If the evidence shows hot-path storage failures (Errno 107, unreadable output/log/state paths), follow the canonical storage repair flow:

sudo systemctl stop healtharchive-worker.service
Repair the stale mount using: docs/operations/playbooks/storage/storagebox-sshfs-stale-mount-recovery.md
Recover the stale job row:

set -a; source /etc/healtharchive/backend.env; set +a
/opt/healtharchive/.venv/bin/healtharchive recover-stale-jobs --older-than-minutes 5 --apply --source <source> --limit 1
sudo systemctl start healtharchive-worker.service

Do not increase restart budgets until storage is healthy.

Timeout / stalled crawl branch

If storage is healthy but the crawl is churning on timeouts or no longer making progress:

sudo systemctl stop healtharchive-worker.service

set -a; source /etc/healtharchive/backend.env; set +a
/opt/healtharchive/.venv/bin/healtharchive recover-stale-jobs \
  --older-than-minutes 5 \
  --require-no-progress-seconds 3600 \
  --apply \
  --source <source> \
  --limit 1

sudo systemctl start healtharchive-worker.service

If the same URLs keep repeating across retries, capture them and consider scope or timeout tuning after the incident is stabilized.
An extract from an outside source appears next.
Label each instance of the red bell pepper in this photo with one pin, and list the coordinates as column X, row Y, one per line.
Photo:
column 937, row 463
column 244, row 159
State / metrics drift branch

If the row is stale (running in DB, no live crawl process, no fresh progress), reconcile it before assuming the crawl is still active:

sudo systemctl stop healtharchive-worker.service

set -a; source /etc/healtharchive/backend.env; set +a
/opt/healtharchive/.venv/bin/healtharchive recover-stale-jobs --older-than-minutes 5 --apply --source <source> --limit 1

sudo systemctl start healtharchive-worker.service

Then confirm the per-job metrics no longer show the old running state.

Escalation Guidance

Only increase max_container_restarts when all of these are true:

storage is healthy
the crawl is still producing fresh crawlStatus updates and recent WARCs
the restart churn looks intermittent rather than continuous thrash

If those conditions are not met, raising the budget usually extends a broken run without improving completeness.